Architects Robertson and Marks were reassigned to the building. They added lower ground floor shops including Cornelius Furs which was still present there in 1989 at the time of the last survey. Auxiliary columns and an electrical substation were added to the basement in 1938.

In 1985 new classical lift interiors were installed. The lift lobbies have been altered by the installation of new lift doors and surrounds. The clocks and bronze indication frieze have been partially reproduced to resemble the Trust Building's appearance in 1934. Minor repairs and alterations have continued to occur up until 1989 at the time of the last survey of the building. Tenants, primarily solicitors and jewellers, have remained on the top floors since c. 1936.

== Description ==
The Trust Building located at 155 King Street, on the corner of Castlereagh Street, Sydney. The Building is a twelve-story concrete and steel framed building with three additional basement levels. The building has stone exterior walls and a steel mansard roof (originally slate). The base courses were originally rock faced trachyte and the upper floors were dressed Pyrmont sandstone. The interior was a combination finish of marble, tiles and plasterwork.

The Art Deco banking chamber, two foyers, corridors and lift lobbies are substantially intact.

==State Heritage listing ==
The Trust Building is of State significance as one of the major buildings erected in Sydney in the pre-World War I period. It is an unsurpassed example of architecture in the Interwar Commercial Palazzo style. The exterior of the building is the leading example of the first generation skyscrapers in Sydney. It is also a rare commercial purpose-built building surviving in Sydney from the Edwardian Period.

The Trust Building is the site of the former Daily Telegraph offices, the highest circulating daily newspaper of the time. This building is one of four surviving newspaper offices built between 1900 and 1930.

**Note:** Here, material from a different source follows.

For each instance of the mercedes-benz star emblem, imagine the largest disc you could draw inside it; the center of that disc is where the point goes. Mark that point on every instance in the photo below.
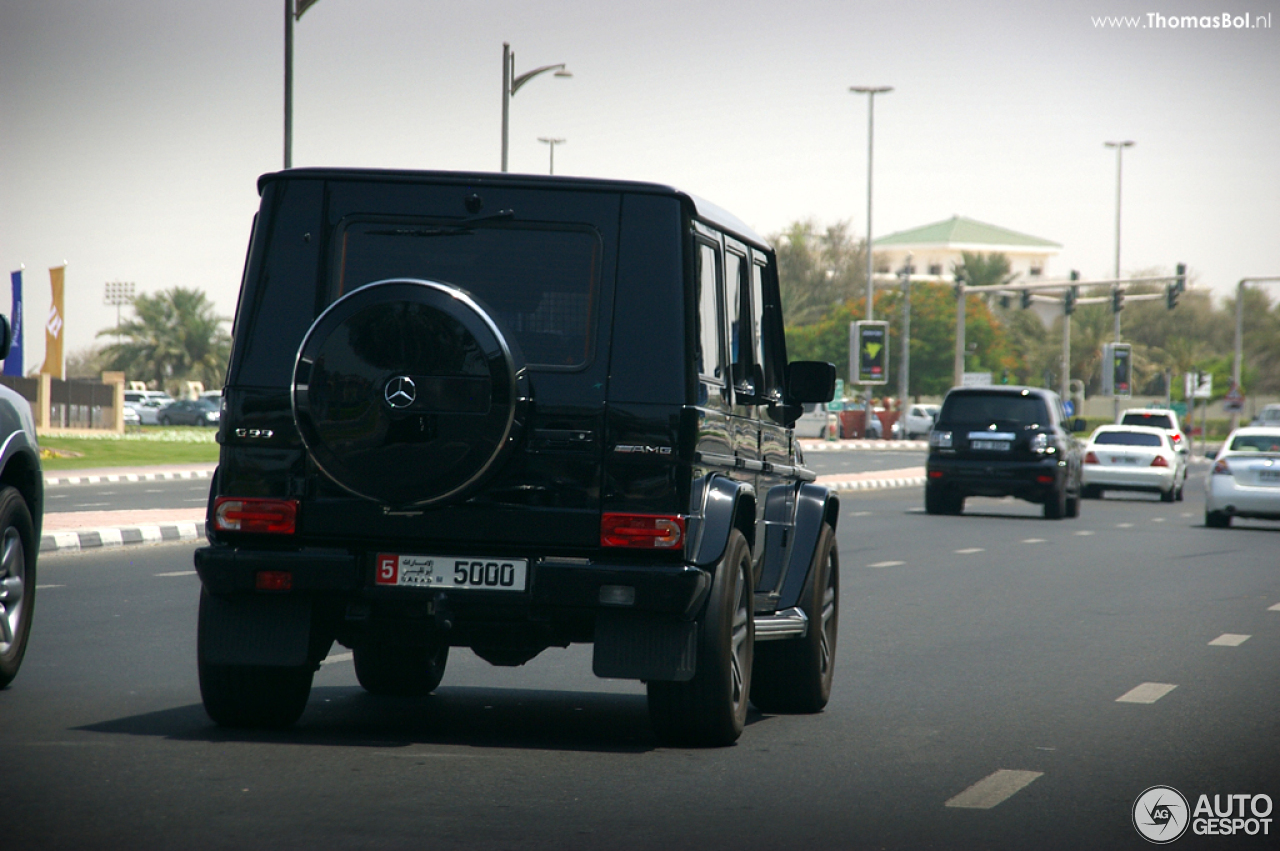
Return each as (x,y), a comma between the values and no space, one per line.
(400,392)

Trust Building was listed on the New South Wales State Heritage Register on 2 April 1999 having satisfied the following criteria:

- The Trust Building is of State significance as the former offices of The Daily Telegraph, Sydney's highest circulating daily newspaper at the time of its construction. It is one of four surviving former newspaper offices from the period 1900–1930. The Trust Building is of significance as the Sydney office of Sir Rupert Clarke, a leading Victorian pastoralist and entrepreneur.
- The Trust Building is of State significance as a leading example of the first generation of Sydney skyscrapers.
- The Trust Building is of State significance as a rare surviving commercial building of the Edwardian period.